I've said this before. I don't usually remember my dreams. I woke up in the middle of my dream a couple minutes ago. I was in college, though not the University of Idaho. Jason and I were hanging out at a house populated by coeds. (Incidentally, why is that word refer to women? It seems like it should refer to men as well.) One of the girls there is actually a friend of my old boss Andrew. Can't remember her name now. In reality, she's attached to someone. And living in Houston. Can't remember the name of the company they worked for either. Anyway, the company put her in Seattle for a while, and she came to Andrew's regular dinner parties. One of the big reasons I went to them, despite my misgivings about Andrew's temper. Anyway, back to the dream. End of the night, Jason goes back home. I stay.

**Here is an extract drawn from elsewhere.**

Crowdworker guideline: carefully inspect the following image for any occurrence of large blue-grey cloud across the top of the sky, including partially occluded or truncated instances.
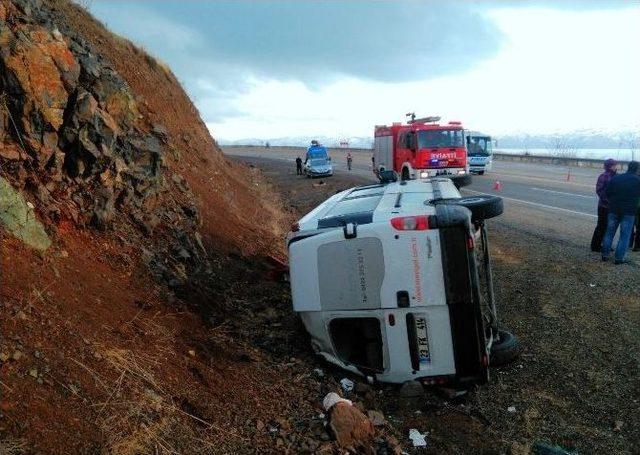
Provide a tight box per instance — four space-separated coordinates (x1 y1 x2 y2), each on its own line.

Here's the part that pisses me off about this dream though. I'm awkward. Even in my dreams I still totally seize up and can't make a move when it would clearly be welcome. It's not just real life. In my dreams, I'm a shy person. They have an ante-room on the house, with a hot tub. Hadn't noticed this room before. This is where we head to, but she looks at me several times like she's waiting for me to say or do something. I'm too scared to do anything. She's in the hot tub. Naked, though submerged. I'm sitting on the edge talking to her. I can't get in. She'd want me there. But I'm too chickenshit to strip down and jump in. Then I wake up, because I've been asleep for the requisite amount of time.
I've long since come to grips with the fact that I'm shy and only rarely (though getting better recently) make moves. That doesn't bother me. But why the fuck do I dream like that? Dammit, I want my dreams to be idealized me!